Dominic Lester, global head of technology at UBS Investment Bank reckons that things are on the up - and demonstrated that with some pithy aphorisms.
He said that while it will be very difficult for a bank to take a small company to market, unless you believe there's going to be a mass catastrophe, money needs to be used.
He said: "Things are starting to come back. Convergence is forcing companies to make those strategic moves that they've been talking about for a number of years. Every company we speak to has the need to make a move. Transactions are 10 to 15 per cent up. We'll get back to levels similar to 2008, The technology industry is vibrant."
He said technology firms are gung ho about the climate. "Cisco is increasingly acquisitive for larger and larger companies. I don't see an Oracle or an HP slowing down. A lot of these companies need to enter new markets very quickly and M&A (mergers and acquistion) is more attractive than R&D (Research and Development). There's a greater willingness for big companies that their internal efforts may not be sufficient to enter a new market."

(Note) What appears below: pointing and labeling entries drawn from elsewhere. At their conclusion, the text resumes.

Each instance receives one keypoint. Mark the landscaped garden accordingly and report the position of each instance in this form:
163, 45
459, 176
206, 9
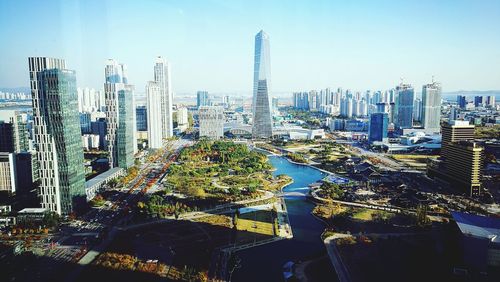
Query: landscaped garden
210, 174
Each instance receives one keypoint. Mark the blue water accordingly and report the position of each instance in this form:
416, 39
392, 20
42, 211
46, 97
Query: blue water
265, 263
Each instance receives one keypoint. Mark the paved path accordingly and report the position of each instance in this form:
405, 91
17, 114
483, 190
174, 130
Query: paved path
333, 253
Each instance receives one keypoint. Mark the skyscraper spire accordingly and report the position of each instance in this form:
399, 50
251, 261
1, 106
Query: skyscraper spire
262, 120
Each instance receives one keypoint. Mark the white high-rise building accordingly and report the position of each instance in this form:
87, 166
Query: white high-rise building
155, 131
57, 134
162, 77
431, 107
261, 105
182, 116
211, 121
120, 116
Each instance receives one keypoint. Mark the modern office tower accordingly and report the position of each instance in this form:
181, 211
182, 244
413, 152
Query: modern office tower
24, 172
275, 104
490, 101
392, 112
301, 100
478, 101
162, 78
6, 137
120, 113
377, 131
464, 164
404, 107
99, 128
346, 107
455, 131
20, 132
8, 172
383, 108
57, 134
154, 100
461, 101
417, 110
313, 100
211, 120
90, 100
431, 111
225, 101
85, 123
141, 115
362, 108
262, 123
202, 99
453, 114
182, 116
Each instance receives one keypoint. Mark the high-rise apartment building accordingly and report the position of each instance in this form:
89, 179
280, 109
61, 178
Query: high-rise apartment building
211, 120
6, 137
478, 101
154, 101
455, 131
379, 123
120, 116
431, 110
202, 99
8, 177
20, 132
262, 119
57, 134
404, 107
162, 78
141, 116
182, 116
461, 101
464, 164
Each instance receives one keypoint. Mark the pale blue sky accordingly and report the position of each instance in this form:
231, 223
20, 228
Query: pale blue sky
314, 44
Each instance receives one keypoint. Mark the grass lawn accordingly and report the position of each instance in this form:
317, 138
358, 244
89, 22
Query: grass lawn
368, 215
257, 223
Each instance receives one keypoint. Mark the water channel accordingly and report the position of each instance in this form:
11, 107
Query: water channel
264, 263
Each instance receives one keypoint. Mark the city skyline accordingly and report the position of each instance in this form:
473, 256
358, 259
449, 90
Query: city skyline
355, 46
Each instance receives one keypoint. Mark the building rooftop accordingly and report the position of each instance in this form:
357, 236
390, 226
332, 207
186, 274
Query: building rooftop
101, 177
32, 210
478, 226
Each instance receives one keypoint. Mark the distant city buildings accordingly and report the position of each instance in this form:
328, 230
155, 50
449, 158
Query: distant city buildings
57, 134
154, 113
141, 115
120, 116
461, 101
202, 99
403, 118
8, 175
211, 119
431, 112
461, 162
162, 78
262, 119
378, 126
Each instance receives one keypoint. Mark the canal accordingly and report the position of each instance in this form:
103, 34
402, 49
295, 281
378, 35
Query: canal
264, 263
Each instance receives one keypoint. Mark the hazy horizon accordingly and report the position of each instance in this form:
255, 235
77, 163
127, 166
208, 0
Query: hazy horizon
314, 44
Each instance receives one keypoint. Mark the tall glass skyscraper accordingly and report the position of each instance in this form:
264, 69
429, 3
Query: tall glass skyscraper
57, 134
120, 116
262, 123
202, 99
162, 78
404, 106
379, 123
431, 110
155, 132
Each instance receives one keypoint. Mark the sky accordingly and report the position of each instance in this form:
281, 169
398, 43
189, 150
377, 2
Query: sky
356, 45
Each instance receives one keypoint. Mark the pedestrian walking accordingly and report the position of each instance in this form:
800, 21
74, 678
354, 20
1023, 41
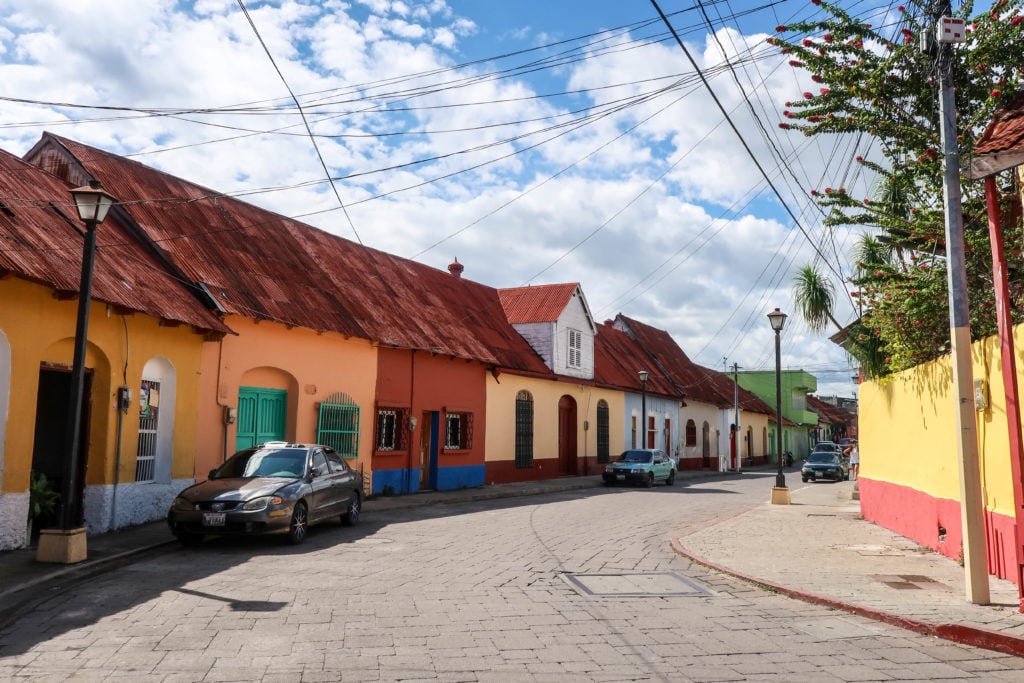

He said that Cisco will eventually stop growing, they're losing market share to HP.
"A lot of the buyers don't have the currencies they used to have and have to be more disciplined for the prices they have to pay for those acquisitions. There isn't a frenzy of buyers and it will be different from an auction. Valuations are more rational and I personally think that's a good thing."
What does this mean? It means it's going to be hard for venture capitalists in Europe for some time to come, according to Lester.